– Нонче, дед, только погоди маленько.
Петро осторожно, на два пальца приоткрыл дверь. Санитаров не маячило. Он вышел в коридор, глянул, запоминая, на жестяной номер ячейки – девятьсот пятьдесят восемь… и побежал.
В свою ячейку влетел, едва не сбив Фросю. Она стояла, прижимая к груди книгу, завернутую в целлофан, глаза у нее остановились, и сама она будто одеревенела. Петро тряхнул ее за плечо.
– Ты чего, а? Чего отстала?
– Тише, Петь, тише, – приложила палец к губам. – Слышишь? Я уж за тобой кинулась и услышала. Вот и вернулась. Не хотят они здесь оставаться, вот и позвали, чтобы я с собой забрала.
– Кто, кто – они?
– Тише. Слышишь? Зовут нас, Петр и Феврония. Это их голоса, слышишь…
Петр замер и различил уходящие, затихающие голоса. Один из них был мужской, а другой женский. Они так истончились, что слова различить невозможно, но имена Петра и Февронии он успел уловить.
– Поняли, что я книжку беру, что одних не оставлю здесь, и успокоились.
– А что они говорили?
– Да то же самое, что и в книжке, только душевней. «Мы же молим о вас, о преблаженные супруги, да помолитесь и о нас, с верою чтущих вашу память!» А теперь, Петь, пошли, теперь я спокойная.
Прижимая книгу к высокой груди, Фрося вышла в коридор следом за Петром, не отставая на этот раз ни на один шаг.

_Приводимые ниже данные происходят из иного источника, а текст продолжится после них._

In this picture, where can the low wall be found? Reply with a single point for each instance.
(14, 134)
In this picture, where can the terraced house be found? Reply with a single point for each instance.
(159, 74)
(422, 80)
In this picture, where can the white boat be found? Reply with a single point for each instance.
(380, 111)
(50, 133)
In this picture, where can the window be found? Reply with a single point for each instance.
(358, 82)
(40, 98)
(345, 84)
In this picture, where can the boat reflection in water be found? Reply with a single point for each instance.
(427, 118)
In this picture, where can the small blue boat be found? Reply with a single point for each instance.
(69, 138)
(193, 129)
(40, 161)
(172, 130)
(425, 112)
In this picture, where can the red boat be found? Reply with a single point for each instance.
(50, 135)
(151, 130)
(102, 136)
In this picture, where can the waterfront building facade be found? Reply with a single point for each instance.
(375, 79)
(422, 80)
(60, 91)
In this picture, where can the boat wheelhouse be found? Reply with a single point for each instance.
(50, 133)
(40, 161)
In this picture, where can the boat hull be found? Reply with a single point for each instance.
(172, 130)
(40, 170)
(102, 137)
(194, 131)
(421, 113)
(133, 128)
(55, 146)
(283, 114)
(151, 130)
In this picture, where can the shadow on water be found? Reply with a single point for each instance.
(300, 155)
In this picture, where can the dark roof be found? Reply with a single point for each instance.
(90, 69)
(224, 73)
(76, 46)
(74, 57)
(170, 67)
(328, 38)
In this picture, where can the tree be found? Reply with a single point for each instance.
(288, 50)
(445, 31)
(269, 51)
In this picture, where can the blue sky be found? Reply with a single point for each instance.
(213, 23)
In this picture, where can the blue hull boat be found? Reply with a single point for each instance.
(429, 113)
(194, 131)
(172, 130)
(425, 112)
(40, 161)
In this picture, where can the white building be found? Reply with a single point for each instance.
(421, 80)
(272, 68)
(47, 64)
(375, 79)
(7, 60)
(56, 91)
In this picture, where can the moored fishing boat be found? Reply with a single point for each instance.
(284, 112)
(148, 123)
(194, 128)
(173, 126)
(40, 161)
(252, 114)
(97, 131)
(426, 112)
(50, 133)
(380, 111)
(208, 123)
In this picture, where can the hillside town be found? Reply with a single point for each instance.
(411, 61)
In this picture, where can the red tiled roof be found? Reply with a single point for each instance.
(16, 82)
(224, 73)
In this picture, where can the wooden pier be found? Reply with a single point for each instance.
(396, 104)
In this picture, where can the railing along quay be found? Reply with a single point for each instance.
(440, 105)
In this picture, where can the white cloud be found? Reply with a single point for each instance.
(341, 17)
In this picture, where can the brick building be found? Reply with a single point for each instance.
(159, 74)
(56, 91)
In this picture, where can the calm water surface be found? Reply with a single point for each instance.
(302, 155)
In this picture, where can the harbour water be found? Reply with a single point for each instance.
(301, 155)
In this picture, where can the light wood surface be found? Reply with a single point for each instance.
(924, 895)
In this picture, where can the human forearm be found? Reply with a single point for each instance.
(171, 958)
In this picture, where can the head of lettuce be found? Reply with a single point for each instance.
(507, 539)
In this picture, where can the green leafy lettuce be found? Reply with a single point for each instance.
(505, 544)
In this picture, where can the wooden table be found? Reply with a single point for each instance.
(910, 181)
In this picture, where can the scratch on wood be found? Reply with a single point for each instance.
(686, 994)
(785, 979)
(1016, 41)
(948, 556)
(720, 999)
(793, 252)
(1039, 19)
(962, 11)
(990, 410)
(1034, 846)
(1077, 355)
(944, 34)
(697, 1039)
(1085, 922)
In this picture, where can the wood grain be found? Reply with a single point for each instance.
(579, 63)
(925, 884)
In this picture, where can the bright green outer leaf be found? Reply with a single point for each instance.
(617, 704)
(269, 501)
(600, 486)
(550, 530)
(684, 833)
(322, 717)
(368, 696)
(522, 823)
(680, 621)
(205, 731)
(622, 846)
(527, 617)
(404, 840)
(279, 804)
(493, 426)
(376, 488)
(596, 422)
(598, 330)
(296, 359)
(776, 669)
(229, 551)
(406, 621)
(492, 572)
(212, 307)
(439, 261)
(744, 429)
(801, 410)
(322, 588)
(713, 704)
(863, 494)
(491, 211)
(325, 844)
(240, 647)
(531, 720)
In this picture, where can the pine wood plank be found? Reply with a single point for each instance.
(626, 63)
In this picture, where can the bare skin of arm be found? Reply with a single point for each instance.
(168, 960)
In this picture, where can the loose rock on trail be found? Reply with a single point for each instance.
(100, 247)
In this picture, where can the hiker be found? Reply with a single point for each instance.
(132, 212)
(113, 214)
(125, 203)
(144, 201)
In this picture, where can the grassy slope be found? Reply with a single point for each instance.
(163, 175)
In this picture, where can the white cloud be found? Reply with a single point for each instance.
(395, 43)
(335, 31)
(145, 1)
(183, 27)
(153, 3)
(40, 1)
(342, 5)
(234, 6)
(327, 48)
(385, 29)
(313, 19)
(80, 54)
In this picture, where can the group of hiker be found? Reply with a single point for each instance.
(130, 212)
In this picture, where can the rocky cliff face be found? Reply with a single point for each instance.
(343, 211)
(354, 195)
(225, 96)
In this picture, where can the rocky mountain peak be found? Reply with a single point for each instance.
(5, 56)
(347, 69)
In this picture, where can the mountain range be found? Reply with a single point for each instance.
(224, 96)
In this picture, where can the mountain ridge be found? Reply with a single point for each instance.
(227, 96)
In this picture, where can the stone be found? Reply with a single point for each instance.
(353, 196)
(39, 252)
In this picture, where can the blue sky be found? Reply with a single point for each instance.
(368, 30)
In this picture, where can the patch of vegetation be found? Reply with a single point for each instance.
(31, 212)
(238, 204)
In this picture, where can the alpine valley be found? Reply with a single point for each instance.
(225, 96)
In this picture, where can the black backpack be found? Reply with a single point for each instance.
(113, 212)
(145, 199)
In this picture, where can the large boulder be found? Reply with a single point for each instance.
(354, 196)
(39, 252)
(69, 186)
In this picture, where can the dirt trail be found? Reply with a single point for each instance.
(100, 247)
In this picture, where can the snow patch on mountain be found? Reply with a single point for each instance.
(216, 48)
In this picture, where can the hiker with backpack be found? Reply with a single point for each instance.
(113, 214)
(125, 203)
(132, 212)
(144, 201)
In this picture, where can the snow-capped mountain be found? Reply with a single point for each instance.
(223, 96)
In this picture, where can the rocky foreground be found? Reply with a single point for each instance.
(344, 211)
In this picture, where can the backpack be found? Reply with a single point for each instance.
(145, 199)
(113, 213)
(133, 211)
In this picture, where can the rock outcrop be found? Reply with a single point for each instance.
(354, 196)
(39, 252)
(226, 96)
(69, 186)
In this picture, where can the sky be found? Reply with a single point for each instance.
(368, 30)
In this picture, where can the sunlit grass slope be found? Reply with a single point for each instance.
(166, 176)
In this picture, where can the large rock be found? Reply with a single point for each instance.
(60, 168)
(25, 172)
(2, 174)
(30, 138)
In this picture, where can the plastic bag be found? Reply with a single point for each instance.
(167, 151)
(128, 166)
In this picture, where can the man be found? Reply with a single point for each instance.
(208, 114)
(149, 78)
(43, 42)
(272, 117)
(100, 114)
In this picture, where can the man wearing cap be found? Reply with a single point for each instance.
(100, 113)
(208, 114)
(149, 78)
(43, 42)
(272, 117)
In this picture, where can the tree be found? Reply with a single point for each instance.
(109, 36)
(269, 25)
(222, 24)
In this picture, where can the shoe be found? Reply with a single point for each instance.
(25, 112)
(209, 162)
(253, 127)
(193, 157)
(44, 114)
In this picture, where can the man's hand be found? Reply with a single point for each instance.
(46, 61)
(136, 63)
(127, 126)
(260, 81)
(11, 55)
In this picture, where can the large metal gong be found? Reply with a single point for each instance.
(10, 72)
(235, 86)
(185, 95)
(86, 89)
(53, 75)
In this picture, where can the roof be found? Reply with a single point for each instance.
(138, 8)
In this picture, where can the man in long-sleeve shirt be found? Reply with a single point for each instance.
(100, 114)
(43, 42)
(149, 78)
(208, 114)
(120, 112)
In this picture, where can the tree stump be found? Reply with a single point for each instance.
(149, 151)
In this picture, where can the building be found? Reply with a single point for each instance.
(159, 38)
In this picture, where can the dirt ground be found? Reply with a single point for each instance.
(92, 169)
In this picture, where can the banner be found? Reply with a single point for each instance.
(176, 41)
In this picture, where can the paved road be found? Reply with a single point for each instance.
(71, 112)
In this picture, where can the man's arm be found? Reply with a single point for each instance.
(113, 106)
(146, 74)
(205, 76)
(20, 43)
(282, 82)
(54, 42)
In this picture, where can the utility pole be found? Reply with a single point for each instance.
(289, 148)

Старик в девятьсот пятьдесят восьмой ячейке дремал по-прежнему, уронив на грудь голову и подставив под свет лампочки розовую лысину. Кривые изработанные пальцы, не зная усталости, перебирали на коленях тонкую материю казенных кальсон. Старик услышал шаги и встрепенулся.
– О-ого! Губа у тя, парень, не дура, экую красавицу ухватил! А петь, красавица, можешь? Вот и ладно, что можешь. Когда выберетесь, для меня спойте. Чуешь, парень, обязательно спойте. Я хоть порадуюсь. Скоро помирать надо, а я уж годов двадцать подобной песни не слыхивал. Не забудьте, спойте, уважьте старика.
– Далеко мы будем, дед, не услышишь, – ответил ему Петро.
– Услышу, я чуткий. Вы только спойте на воле. Для меня, Федора Ивановича Конюхова. Я услышу, обрадуюсь, а боле мне и не требуется ничего.
– Споем, дед, обязательно, – заверил Петро.
– Вот и добро. Сапоги-то забери, они мне без надобности. Отходил я свое.
Старик успокоенно склонил голову и задремал. Тихо улыбался в дреме, как умеют улыбаться только грудные дети и глубокие старики. Петро и Фрося не стали его тревожить, обулись и вышли из ячейки. А дальше: бегом по коридору до запасного выхода, вниз по лестнице, на первом этаже открыли окно и спрыгнули по очереди в просевший сугроб.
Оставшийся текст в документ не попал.